Kluetmeier served two stints as the magazine's director of photography and received the Lucie Award for outstanding achievement in sports photography in October 2007. Kluetmeier was inducted into the International Swimming Hall of Fame in 2017.

==Life and career==
===Early life===
Kluetmeier was born in Berlin on October 1, 1942. He was raised in Bremen, and at age nine, moved with his family to Milwaukee, Wisconsin, in 1952. He attended Custer High School in Milwaukee, where he was a varsity swimmer and captain of the tennis team. By age 15, Kluetmeier was working as a freelance photographer for The Associated Press, and covered the Green Bay Packers and the 1960 presidential campaign.

He attended Dartmouth College as an engineering major at the urging of his father, who "never believed that photography would develop into a career". Kluetmeier shot photographs for Dartmouth athletics and campus events and for the AP's Boston bureau, and continued to freelance in Milwaukee during the summers.

After graduating from Dartmouth in 1965, he worked for two years with Inland Steel, and then a year and a half at The Milwaukee Journal. In 1969, Kluetmeier joined the staff at Time Inc. as a photographer for Life and Sports Illustrated.

===Sports Illustrated===
Kluetmeier covered his first Olympic Games for Sports Illustrated at the 1972 Munich games, and served twice as the magazine's director of photography. He was the magazine's senior staff photographer.

Kluetmeier's best known SI work is the March 3, 1980, cover that shows the American hockey team celebrating its win over the Soviet Union in the "Miracle on Ice" game at the 1980 Winter Olympic Games at Lake Placid, New York. The cover is the only one in the magazine's history to run without a headline or caption, because, in his words, "It didn't need it. Everyone in America knew what happened."

He also created new techniques and gadgets to create his shots.
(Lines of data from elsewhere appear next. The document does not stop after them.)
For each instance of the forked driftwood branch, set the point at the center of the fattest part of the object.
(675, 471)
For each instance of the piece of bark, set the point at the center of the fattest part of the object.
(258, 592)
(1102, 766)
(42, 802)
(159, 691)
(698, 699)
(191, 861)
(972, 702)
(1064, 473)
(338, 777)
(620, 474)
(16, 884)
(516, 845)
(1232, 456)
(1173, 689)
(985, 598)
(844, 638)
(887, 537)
At the 1980 Moscow Olympics, Kluetmeier devised a way to use a remotely operated camera near the race finish line. He successfully caught the face of Sebastian Coe as he won the 1,500-meter race. Kluetmeier was the only photographer to place a remote camera, but "Now," he said in 1996, '"You go to the Olympics and there are like 50 remotes at the finish line."

In 1983, he cowrote the book Sports Illustrated Golf, with Mark Mulvoy.

Kluetmeier covered the 1984 Winter Olympic Games in Sarajevo, including the ski jumping events at Mt. Igman.

During the 1991 World Aquatics Championships, he became the first photographer to place a camera underwater to capture swimming events. He did so again the next year at the 1992 Summer Olympics. Sixteen years later at the 2008 Beijing games, Kluetmeier operated an underwater camera that showed the final second of the 100-meter butterfly race. The photographs in sequence showed Michael Phelps touching the wall before Milorad Čavić, even as Čavić appeared to win the race from above water.

===Illness and death===
Kluetmeier had Parkinson's disease and a stroke, and died of complications at his home in Manhattan, New York City on January 14, 2025, at the age of 82.